K9 police dogs do incredible things all the time. They’re an invaluable part of any police department, doing things their human counterparts can’t, like using their incredible sense of smell to find missing people.
But few of these dogs achieve widespread fame, or have a story notable enough to be its own movie. But Ruby, the Rhode Island State Police’s most famous search-and-rescue dog, did both, going from the shelter to the national spotlight over her remarkable career.
Sadly, Ruby died on Friday, after being euthanized after being diagnosed with an untreatable illness. She was 11-and-a-half years old. Now, she is being remembered and mourned by her peers in the police department.
Ruby’s life had an auspicious beginning, with her behavioral problems leading to her ending up at a Rhode Island animal shelter and being returned by five different families, according to AP. Patricia Inman, her trainer at the shelter, recalled her being a “total knucklehead” who “just never stopped moving.”
“She was special, and she needed a special person,” she told AP.
But Ruby found that special person at eight months old after being adopted by Cpl. Daniel O’Neil of the Rhode Island State Police, intending to train the rambunctious pup as a police dog. It was an unusual step, as K9s are usually specially bred and trained for the job, but O’Neil saw something in Ruby.
“We both kind of know where each other’s coming from,” he told AP, identifying with the dog after growing up with dyslexia and hyperactivity.
It was a much-needed second chance for Ruby, who was so unwanted that she might’ve been euthanized. But the dog found her place in the department, thriving as an unlikely search-and-rescue dog.
“She’s a very alpha female and she loves to run the roost,” O’Neil told WJAR.
But Ruby’s story took a remarkable turn in 2017, when she located a teen who had been injured during a hiking trip. Not only did Ruby save the teen’s life, in a stunning coincidence he turned out to be the son of Patricia Inman, his trainer in the shelter.
“She definitely changed my life. My son wouldn’t be alive, and that’s not an exaggeration in any way,” Inman said.
“It’s like divine intervention. She was given a chance and she’s been doing everything she can to pay it back,” O’Neil told AP. “You have this dog that was given up on, and she’s changed so many people’s lives.”
In honor of her work, Ruby was named the American Humane Hero Dog’s “Search and Rescue Dog of the Year” in 2018. “Ruby was given a chance at life and ended up saving a life,” the organization said.
Another amazing honor: Ruby’s story was made into a movie.

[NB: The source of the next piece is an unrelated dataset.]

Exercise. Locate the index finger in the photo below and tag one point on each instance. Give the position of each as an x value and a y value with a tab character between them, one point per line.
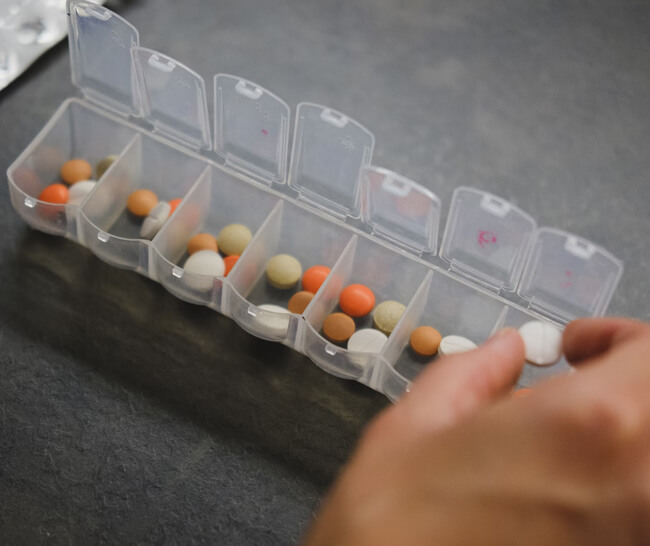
585	339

Rescued by Ruby, starring Grant Gustin as O’Neil, premiered on Netflix on March 17, bringing Ruby’s inspiring story to a wide audience.
Sadly, Ruby’s remarkable life has come to an end. In a press release, the Rhode Island State Police announced that Ruby was euthanized on May 13. She was 11-and-a-half years old, and was diagnosed with a “sudden, acute, and untreatable illness.”
“Today the Rhode Island State Police family is mourning the death of K-9 Ruby,” said Colonel Darnell S. Weaver, Superintendent of the Rhode Island State Police and Director of the Department of Public Safety.
“Her partnership with Corporal O’Neil was a special one and their search and rescue work in our K-9 Unit was a great service to the Rhode Islanders who have needed their help. Her award-winning rescue inspired us and we are grateful for her years of service.”
According to the press release, Ruby lived with Corporal O’Neil and his family, and will be honored in a private service. Ruby is remembered not just for her life-saving work as a search-and-rescue dog, but for breaking ground as one of the few shelter dogs to get that job.
“She became a symbol of hope for all shelter dogs, showing the world what a shelter dog can do when just given love and the chance to shine,” Colonel Weaver said. “She had a full, happy, and wonderful life, not only as a trooper, but as part of a loving family. She worked right until the end and never gave up doing what she loved most – making people smile.”
Rest in peace, Ruby. You were truly an inspiration to people everywhere, saving lives and showing how remarkable rescue dogs can be.